Ora! Nada disso deveria existir. Os moradores e proprietários de imóveis situados em áreas urbanas não têm absolutamente nenhuma obrigação com associações de bairro se não forem formalmente associados. Esta conversa de que o Estatuto social da associação, afirma que todos são associados deveria ser punida com ações penais, bem como o próprio Cartório de Registros, deveria ser duramente penalizado pela Corregedoria Geral, por permitir o registro de um estatuto social leonino e ilegal como esses.
De qualquer forma, a situação jurídica do brasileiro é caótica. Não só na esfera dos falsos condomínios, mas em outras também. Alguns magistrados por entenderem que precisam de segurança, têm dado razão para essa Indústria da ilegalidade fazer e desfazer a bel prazer. A Defesa Popular combate a impositividade em várias frentes, porém chegamos à conclusão que o conhecimento e a prevenção são as armas mais eficazes contra esse verdadeiro estelionato jurídico.
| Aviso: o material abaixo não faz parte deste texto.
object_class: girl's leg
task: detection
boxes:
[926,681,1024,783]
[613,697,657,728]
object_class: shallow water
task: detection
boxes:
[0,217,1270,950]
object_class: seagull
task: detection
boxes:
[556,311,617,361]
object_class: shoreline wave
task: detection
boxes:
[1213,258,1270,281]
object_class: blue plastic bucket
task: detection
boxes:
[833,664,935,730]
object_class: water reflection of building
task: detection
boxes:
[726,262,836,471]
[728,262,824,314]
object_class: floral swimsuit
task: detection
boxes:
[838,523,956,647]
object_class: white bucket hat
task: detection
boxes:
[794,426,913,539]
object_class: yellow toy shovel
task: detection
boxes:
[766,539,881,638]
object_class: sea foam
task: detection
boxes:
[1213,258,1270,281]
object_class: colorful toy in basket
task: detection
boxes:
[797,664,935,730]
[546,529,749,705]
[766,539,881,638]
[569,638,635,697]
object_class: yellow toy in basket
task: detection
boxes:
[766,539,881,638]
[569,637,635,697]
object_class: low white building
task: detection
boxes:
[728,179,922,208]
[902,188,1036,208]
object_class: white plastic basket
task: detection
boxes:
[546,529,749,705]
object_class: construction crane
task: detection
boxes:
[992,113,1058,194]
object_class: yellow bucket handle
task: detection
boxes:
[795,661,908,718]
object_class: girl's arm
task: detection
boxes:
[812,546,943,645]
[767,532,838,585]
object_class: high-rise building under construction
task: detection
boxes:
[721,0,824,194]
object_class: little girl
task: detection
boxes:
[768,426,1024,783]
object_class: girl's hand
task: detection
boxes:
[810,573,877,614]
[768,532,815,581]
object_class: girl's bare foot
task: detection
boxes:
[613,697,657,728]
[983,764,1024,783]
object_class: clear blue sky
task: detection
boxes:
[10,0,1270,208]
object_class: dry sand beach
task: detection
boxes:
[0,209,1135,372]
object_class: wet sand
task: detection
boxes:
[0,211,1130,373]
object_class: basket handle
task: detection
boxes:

A FORÇA DAS REUNIÕES E PALESTRAS
Constatamos
assim que em todos os bairros ou loteamentos urbanos que estivemos presentes
para “reuniões e orientação aos moradores”, bem como
medidas que tomamos, não foram mais registrados processos e algumas associações,
graças à união destes moradores foram extintas, por agirem de forma ilegal
golpeando o cidadão. Muitos presidentes, prefeitos foram acionados pela
Defesa Popular e responderam processos criminais e administrativos alguns até
condenados com multas e inclusive mandados de prisão. (veja em
www.defesapopular.org setor de notícias.
As
reuniões e Palestras são uma arma eficiente contra a mentira
perpetrada pelos falsos condomínios aos moradores. Bairro urbano não pode ser
considerado condomínio. Não existe condomínio de fato, atípico, equiparado e
outras bobagens que são usadas a justificar a ilegalidade. Condomínio é uma
figura tipificada por legislação especial. Associação de moradores possui suas
ações voltadas e direcionadas ao social. Está em verdade direcionada para ações
sociais e defesa dos interesses de uma comunidade. Suas atribuições são
filantropia e incentivo à arte e à cultura (basta
olhar no CNPJ delas). O resto é
conversa de quem usa e faz da justiça, o quintal de seus interesses.
A JUSTIÇA É CEGA?
Justiça!
É uma palavra empregada por pessoas que se sentem prejudicadas em alguns de seus
direitos. Ampliando o conceito, podemos dizer que Justiça é o principio básico
de um “acordo” de diretrizes sociais que objetiva manter a
ordem social através da preservação dos direitos em sua
forma legal (constitucionalidade das leis) ou na sua aplicação a casos
específicos (litígio).
Dentro destas considerações conceituais. Em verdade, não existe justiça cega. O que existe é um meio de se usá-la, ocasionado por alguns operadores que tomam para si as questões e desprezam as leis ou suas origens para aplicarem conceitos pessoais que diante de seus entendimentos se caracterizam como “legalidade”. Ora isto não é Justiça! Isto é "Achismo" Justiça é bom senso, Justiça é a aplicação das normas constitucionais que foram elaboradas pelo próprio povo. Justiça é não ofender o principio moral do ser humano. Justiça é a qualidade de ser equânime nas decisões e principalmente aplicar a Lei escrita e codificada, elaborada, sancionada, o resto é interesse. Como pode um julgador confiscar o imóvel de um morador se a Lei diz que não existe essa possibilidade? Como pode ser cobrada taxa de morador se as Leis dizem que isso não existe? Como pode uma entidade filantrópica cobrar por caridade? Como pode um falso condomínio ser considerado condomínio? Se a Lei diz que não existe tal possibilidade?
CARTA MAGNA
Vale a Pena conferir o que Diz a CF. ou seja, a mãe das Leis.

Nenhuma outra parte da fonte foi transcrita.